Troubleshooting

Common deployment errors and fixes

Troubleshooting

Common Deployment Errors

Management Group Permissions

Error: AuthorizationFailed when deploying management groups.

Cause: The deploying identity lacks tenant-level permissions. Management group operations require Microsoft.Management/managementGroups/write at the tenant root group scope (/). A subscription-level role assignment is not sufficient.

Fix:

  1. Assign the identity the “Management Group Contributor” role at the tenant root group scope:
    az role assignment create \
      --assignee "<SP_OBJECT_ID>" \
      --role "Management Group Contributor" \
      --scope "/"
    
  2. Or deploy management groups separately with a privileged identity:
    cd infra/terraform/modules/management-groups
    terraform init && terraform apply
    

Budget Start Date Format

Error: budget_start_date must be the first of a month in ISO 8601 format

Cause: The budget start date must be exactly YYYY-MM-01T00:00:00Z. Additionally, Azure rejects changes to startDate on existing budgets — so this value must remain constant across redeployments.

Fix:

  • Bicep: Set budgetStartDate in your .bicepparam file to a fixed date (e.g., '2026-01-01T00:00:00Z'). This is a required parameter.
  • Terraform: The workflow auto-sets TF_VAR_budget_start_date and the budget resource uses ignore_changes = [time_period] to prevent drift.
  • For manual CLI deployments: budget_start_date = "2026-01-01T00:00:00Z"

Backend Not Configured

Error: Backend initialization required or state file conflicts in CI.

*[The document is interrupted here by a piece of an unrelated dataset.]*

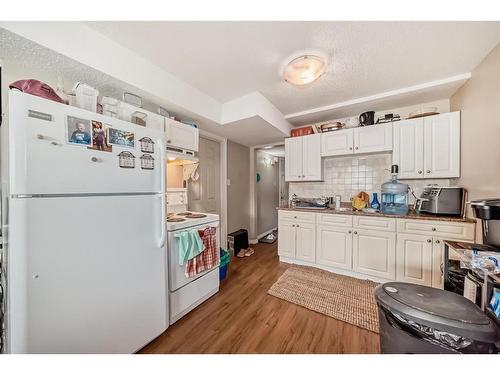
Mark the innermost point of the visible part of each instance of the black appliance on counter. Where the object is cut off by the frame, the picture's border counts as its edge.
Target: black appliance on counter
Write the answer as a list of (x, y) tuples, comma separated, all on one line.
[(455, 277), (441, 200), (488, 210), (423, 320), (367, 118)]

Cause: The remote backend requires an Azure Storage account. If the storage account doesn’t exist or credentials are misconfigured, Terraform can’t initialize.

Fix:

  1. Run scripts/bootstrap-backend.sh to create the storage account
  2. Uncomment the backend "azurerm" block in infra/terraform/main.tf and set your storage account name
  3. Run terraform init -migrate-state to move existing state to the remote backend

Policy Assignment Conflicts

Error: PolicyAssignmentAlreadyExists or PolicyDefinitionNotFound

Cause: Policy assignments are subscription-scoped singletons. Re-deploying to the same subscription with different names causes conflicts.

Fix:

  • Ensure only one deployment targets each subscription at a time
  • If you renamed a policy assignment, delete the old one first:
    az policy assignment delete --name "old-assignment-name" --scope "/subscriptions/$SUB_ID"
    

Defender Plan Costs

Warning: Unexpected charges after enabling Defender plans.

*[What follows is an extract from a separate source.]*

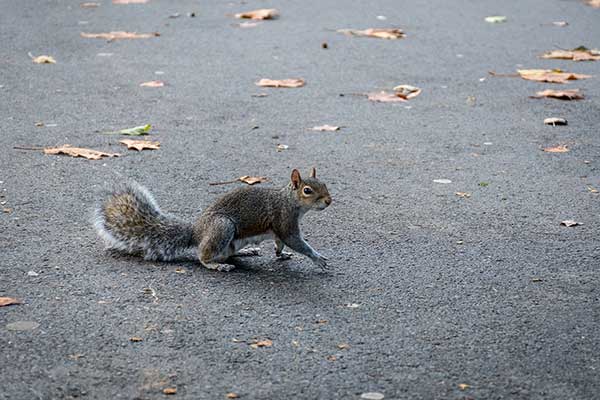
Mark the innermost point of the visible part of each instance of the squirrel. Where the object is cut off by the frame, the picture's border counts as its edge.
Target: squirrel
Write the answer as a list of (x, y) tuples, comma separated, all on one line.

Context: Defender plans are billed per-resource:

  • Servers P2: ~$15/server/month
  • Containers: ~$7/vCore/month
  • Key Vault: ~$0.02/10K transactions
  • Databases: ~$15/server/month
  • ARM: ~$4/subscription/month (always enabled)

Fix:

  • Review which plans are enabled: check enable_defender_for_* variables
  • For cost-sensitive environments, only enable Key Vault (low cost) and ARM (always on)
  • Disable unused plans: set the corresponding variable to false

Provider Registration

Error: MissingSubscriptionRegistration for Microsoft.Insights, Microsoft.Security, etc.

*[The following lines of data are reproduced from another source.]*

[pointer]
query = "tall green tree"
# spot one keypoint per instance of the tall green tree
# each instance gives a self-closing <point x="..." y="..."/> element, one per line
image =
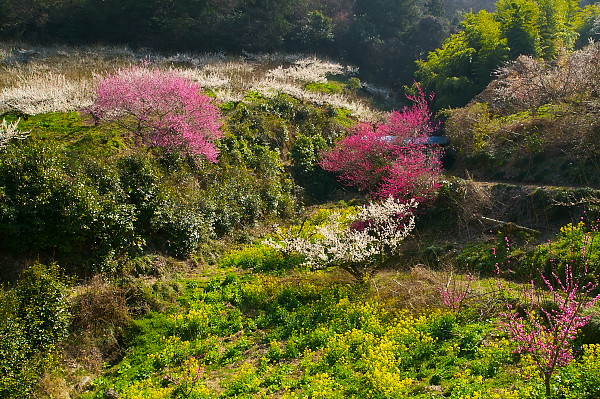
<point x="465" y="63"/>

Cause: Azure resource providers must be registered before use.

Fix:

az provider register --namespace Microsoft.Insights
az provider register --namespace Microsoft.Security
az provider register --namespace Microsoft.PolicyInsights
az provider register --namespace Microsoft.App

Or run scripts/validate-prerequisites.sh to check all required providers.

Subscription Tenant Mismatch

Error: InvalidSubscriptionId or SubscriptionNotFound

Cause: The subscription belongs to a different Entra ID tenant than the one you’re authenticated to.

Fix:

  1. Verify your current tenant: az account show --query tenantId
  2. Login to the correct tenant: az login --tenant <TENANT_ID>
  3. Set the correct subscription: az account set --subscription <SUB_ID>

Public Network Access Disabled Without Private Endpoints

Error: Timeout or connection refused when accessing SQL Server or Redis.

Cause: publicNetworkAccess: 'Disabled' blocks all public traffic, but no Private Endpoints exist.

Fix:

  • Deploy Private Endpoints (see deploy_private_endpoints variable in the SaaS example)
  • Or temporarily enable public access for testing:
    az sql server update --name <server> --resource-group <rg> --set publicNetworkAccess=Enabled
    

Terraform “Resource Already Exists” on First Apply

Error: a resource with the ID "…" already exists - to be managed via Terraform this resource needs to be imported into the State

Cause: Some Azure resources already exist on every subscription or from a prior deployment. Common examples:

  • Microsoft.Security/pricings/* — Defender plan pricing resources exist on every subscription at “Free” tier. The Terraform code includes import blocks in main.tf to handle these automatically.
  • securityContacts/default — may exist from a prior deployment or if created manually via the Portal
  • diag-activity-log-to-law — created by a prior Bicep deployment or the activity-log-diag DINE policy

Fix: For Defender pricing, the import blocks in main.tf handle this automatically. For other resources, uncomment the relevant import block in main.tf or run manually:

SUB_ID="<YOUR_SUBSCRIPTION_ID>"

# Import pre-existing security contact
terraform import module.security.azurerm_security_center_contact.default \
  "/subscriptions/${SUB_ID}/providers/Microsoft.Security/securityContacts/default"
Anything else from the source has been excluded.